Peaches Geldof could be investigated by the Police for reportedly tweeting the names of the mothers who helped Lostprophets paedophile Ian Watkins abuse their babies.
Everyone can relate to her outrage and why she was moved to allegedly tweet their identities to her thousands of followers. After all, a young mum herself, it is unimaginable how any mum could allow her child to be abused by anyone.
But worryingly the top comment on MailOnline is: “I don’t really understand why the women have not been named to be honest.” And at Featureworld legal issues are something we find many people coming to us with sex attack stories have a lot of difficulty with.

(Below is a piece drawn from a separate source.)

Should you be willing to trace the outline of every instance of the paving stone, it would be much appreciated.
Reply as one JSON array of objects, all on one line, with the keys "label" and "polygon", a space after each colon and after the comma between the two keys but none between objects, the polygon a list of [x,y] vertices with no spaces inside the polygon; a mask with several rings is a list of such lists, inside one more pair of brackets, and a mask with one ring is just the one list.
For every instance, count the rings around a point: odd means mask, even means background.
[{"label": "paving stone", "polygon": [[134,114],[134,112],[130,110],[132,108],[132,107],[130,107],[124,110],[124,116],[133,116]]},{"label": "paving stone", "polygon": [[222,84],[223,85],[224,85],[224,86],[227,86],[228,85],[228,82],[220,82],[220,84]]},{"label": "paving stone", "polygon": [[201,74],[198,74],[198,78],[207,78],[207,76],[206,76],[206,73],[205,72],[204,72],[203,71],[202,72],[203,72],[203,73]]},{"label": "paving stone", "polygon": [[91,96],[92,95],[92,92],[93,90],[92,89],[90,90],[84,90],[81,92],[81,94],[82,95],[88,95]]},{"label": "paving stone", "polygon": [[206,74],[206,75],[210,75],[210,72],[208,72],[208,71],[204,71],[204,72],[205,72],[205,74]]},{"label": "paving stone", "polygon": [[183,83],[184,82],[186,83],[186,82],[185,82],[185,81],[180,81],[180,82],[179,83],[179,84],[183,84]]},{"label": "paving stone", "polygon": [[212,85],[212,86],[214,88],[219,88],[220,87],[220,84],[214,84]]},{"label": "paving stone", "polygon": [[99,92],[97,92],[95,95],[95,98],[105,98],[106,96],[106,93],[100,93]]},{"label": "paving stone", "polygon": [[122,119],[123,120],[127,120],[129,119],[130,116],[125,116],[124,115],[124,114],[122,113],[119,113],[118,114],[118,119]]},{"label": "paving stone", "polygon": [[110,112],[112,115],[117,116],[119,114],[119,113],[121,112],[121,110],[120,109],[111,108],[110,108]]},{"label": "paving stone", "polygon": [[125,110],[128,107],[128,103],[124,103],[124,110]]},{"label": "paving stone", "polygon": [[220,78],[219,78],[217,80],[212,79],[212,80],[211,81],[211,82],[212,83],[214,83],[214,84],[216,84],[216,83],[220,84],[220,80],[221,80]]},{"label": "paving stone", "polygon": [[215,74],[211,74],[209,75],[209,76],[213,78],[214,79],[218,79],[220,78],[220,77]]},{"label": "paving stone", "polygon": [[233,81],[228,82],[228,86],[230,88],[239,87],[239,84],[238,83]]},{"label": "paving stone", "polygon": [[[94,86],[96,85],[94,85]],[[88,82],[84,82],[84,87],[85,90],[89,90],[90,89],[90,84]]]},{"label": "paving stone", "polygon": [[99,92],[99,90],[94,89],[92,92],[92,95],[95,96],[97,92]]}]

Only this week for example, Featureworld received an email from a young mum whose partner was recently convicted for sexually abusing her young child.
“I want him named and shamed,” she said, of her partner who faces a lengthy jail term.
However, if her partner is ‘named and shamed’ as she wishes and she tells her story of her horror when she found out he was abusing her child, then her child will be identified.
This would be illegal. Rightly, the law is all about protecting the victim of a sexual assault and all victims (whatever their age) are legally granted lifelong anonymity.
The only way a victim can be identified is by ‘waiving their anonymity’. This means they sign a legal written statement consenting to being identified.
However, minors cannot waive their anonymity and parents cannot waive their child’s anonymity. Care must also be taken legally that anything published in sex abuse cases does not inadvertently identify a victim.
So it would be impossible legally for this interviewee to ‘name and shame’ her ex partner as she hopes to.
Similarly, Ian Watkins’ victims – those abused babies – also have the right to anonymity for the rest of their lives.
They have the right to go to school and grow up without people knowing that they were victims of this sex abuse.
By identifying their mothers as Peaches Geldof reportedly did by tweeting their names, she is identifying those babies.
The only way the babies can be identified is if in years to come when they are adults they decide to waive their anonymity. Then, if they choose this, they must do so themselves without any pressure from anyone else and of their own free will.